1.1 Go to Security → Key Management. (Enable the Api if not enabled.)
You can follow the steps here or continue with the steps below.
1.2 Creating symmetric encryption keys , Create keyring :
Required role permission : cloudkms.keyRings.create refer
Create a key ring from key management. Mention name of key ring and location.
1.3 After Creating a keyring , Create a key , and mention other details as needed.
1.4 Copy the resource name of the key, we will use it in next steps .

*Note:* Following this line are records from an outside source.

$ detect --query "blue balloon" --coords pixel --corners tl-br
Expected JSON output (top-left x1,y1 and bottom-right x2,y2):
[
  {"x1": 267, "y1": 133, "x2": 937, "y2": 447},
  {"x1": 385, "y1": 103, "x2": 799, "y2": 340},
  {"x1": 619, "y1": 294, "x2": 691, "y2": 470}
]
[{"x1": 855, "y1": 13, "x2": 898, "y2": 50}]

projects/xxxxxxx/locations/us-west1/keyRings/mytestkeyring/cryptoKeys/testkey
1.5 Create a wrapped key ( follow this link or continue here) :
In cloud shell with user having required permissions , execute below commands to get the wrapped key :
a.
openssl rand -out "./aes_key.bin" 32
b.
base64 -i ./aes_key.bin
It is BASE64_ENCODED_AES_KEY ,You get an output similar to the following: uEDo6/yKx+zCg2cZ1DBwpwvzMVNk/c+jWs7OwpkMc/s=
c. To wrap the AES key, use curl to send the following request to the Cloud KMS API
Replace the key and BASE64_ENCODED_AES_KEY returned from steps 1.4 and b
curl "https://cloudkms.googleapis.com/v1/projects/xxxxxx/locations/us-west1/keyRings/mytestkeyring/cryptoKeys/testkey:encrypt" \
--request "POST" \
--header "Authorization:Bearer $(gcloud auth application-default print-access-token)" \
--header "content-type: application/json" \
--data "{\"plaintext\": \"uEDo6/yKx+zCg2cZ1DBwpwvzMVNk/c+jWs7OwpkMc/s=\"}"
Take note of the value of ciphertext in the response that you get. That is your wrapped key. We will be using it in the next steps .
2 DLP Template
2.1 To Create a DLP template go to Security → Data Loss Prevention. Enable the Api if not enabled.

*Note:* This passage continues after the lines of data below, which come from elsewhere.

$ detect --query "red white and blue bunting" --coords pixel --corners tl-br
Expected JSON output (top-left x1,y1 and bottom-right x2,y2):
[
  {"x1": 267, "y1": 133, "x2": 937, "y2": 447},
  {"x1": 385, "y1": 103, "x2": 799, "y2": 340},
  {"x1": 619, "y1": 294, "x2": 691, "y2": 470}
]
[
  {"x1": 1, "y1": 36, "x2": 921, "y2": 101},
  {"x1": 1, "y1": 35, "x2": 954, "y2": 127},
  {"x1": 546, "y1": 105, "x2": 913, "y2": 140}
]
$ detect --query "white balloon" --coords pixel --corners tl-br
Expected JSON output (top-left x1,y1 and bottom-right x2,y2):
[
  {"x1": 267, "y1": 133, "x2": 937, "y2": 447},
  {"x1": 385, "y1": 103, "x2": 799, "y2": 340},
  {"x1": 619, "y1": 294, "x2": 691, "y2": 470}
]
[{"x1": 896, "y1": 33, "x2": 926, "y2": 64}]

2.2 Create the template from the configuration Tab .You can follow the Steps here to create the template.
2.3 Once template is created copy the path like :
projects/xxxxxxx/locations/us-west1/inspectTemplates/template1
3 Data fusion pipeline
Enable the data fusion api . Once done ,then create a data fusion instance using Data Fusion → Instance
Grant permission to Cloud Data Fusion to use the selected Dataproc Service Account.Click create .
It might take around 20 mins to spin up .

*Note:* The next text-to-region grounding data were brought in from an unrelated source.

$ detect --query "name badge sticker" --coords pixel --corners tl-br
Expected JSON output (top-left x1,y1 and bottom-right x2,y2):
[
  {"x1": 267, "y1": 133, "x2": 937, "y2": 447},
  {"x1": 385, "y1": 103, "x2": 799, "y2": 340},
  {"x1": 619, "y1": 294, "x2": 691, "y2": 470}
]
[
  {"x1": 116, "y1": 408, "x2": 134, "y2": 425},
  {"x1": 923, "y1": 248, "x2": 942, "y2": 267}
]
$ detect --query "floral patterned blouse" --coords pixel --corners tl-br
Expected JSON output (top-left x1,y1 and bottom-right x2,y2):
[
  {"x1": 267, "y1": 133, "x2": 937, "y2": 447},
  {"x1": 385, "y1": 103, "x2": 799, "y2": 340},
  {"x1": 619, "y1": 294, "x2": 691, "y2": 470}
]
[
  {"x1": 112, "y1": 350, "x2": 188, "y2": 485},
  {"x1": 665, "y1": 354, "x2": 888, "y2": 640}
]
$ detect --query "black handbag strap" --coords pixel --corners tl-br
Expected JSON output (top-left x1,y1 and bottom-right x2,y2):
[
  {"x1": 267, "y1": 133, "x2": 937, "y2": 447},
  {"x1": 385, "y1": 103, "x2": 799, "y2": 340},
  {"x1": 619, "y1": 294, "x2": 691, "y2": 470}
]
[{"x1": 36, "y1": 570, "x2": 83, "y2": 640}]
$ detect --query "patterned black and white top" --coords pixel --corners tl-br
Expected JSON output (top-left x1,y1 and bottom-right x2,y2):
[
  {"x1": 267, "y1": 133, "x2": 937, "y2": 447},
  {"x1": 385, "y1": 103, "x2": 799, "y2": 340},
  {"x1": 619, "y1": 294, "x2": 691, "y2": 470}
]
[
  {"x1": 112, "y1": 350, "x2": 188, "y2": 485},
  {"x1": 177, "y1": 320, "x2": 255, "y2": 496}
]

Once instance is up ,go to HUB from the top menu and search for “ data loss “, deploy the plugin “data loss prevention”
From the left menu select studio from the Pipeline .We will be creating the below pipeline . For simplicity and understanding, we are going to encrypt and decrypt in the same pipeline .
- Source : Big Query
Select Big Query from the source , in the properties browse the dataset and table .Click on validate after filling required information. You can also check the output schema .
You can see the DLP related transformation in “transform” .
2. For encryption — select Google DLP redact from transform .
Connect a big query source and DLP redact . The columns of the Big query source will be available in DLP redact .
- In the properties section , select “Yes” to Use custom template*
- And paste the template path from step 2.1 , Mention the same resource location .
- In the Matching choose deterministic encryption and select the input field where you want to have encryption .
- Use Crypto key Type as “KMS Wrapped key” .
- Mention KMS Resource ID and Wrapped Key from steps 1.4 ,1.5.c respectively .
- Use the surrogate key of your choice.
3. For decryption — Use DLP decrypt from the transform , and mention all the details same as encryption .
4. Sink : Select Big query from the sink and browse the sink table . make sure it has a matching schema same as output of DLP decrypt .
Make sure to validate each node. Additionally Grant required permission for DLP and KMS related roles .
[While using Deterministic Encryption with KMS Wrapped Key, the Cloud KMS CryptoKey Encrypter/Decrypter role must be granted to Cloud Data Loss Prevention Service Agent]
Go to the preview section and Run.
Once Succeeded,use Preview data to check the sample results .Where column a1 is encrypted. It is the output of Google DLP redact.
After decryption below is the preview data .
You can add more transformation in between the source and sink .Once done, deploy the pipeline using Deploy.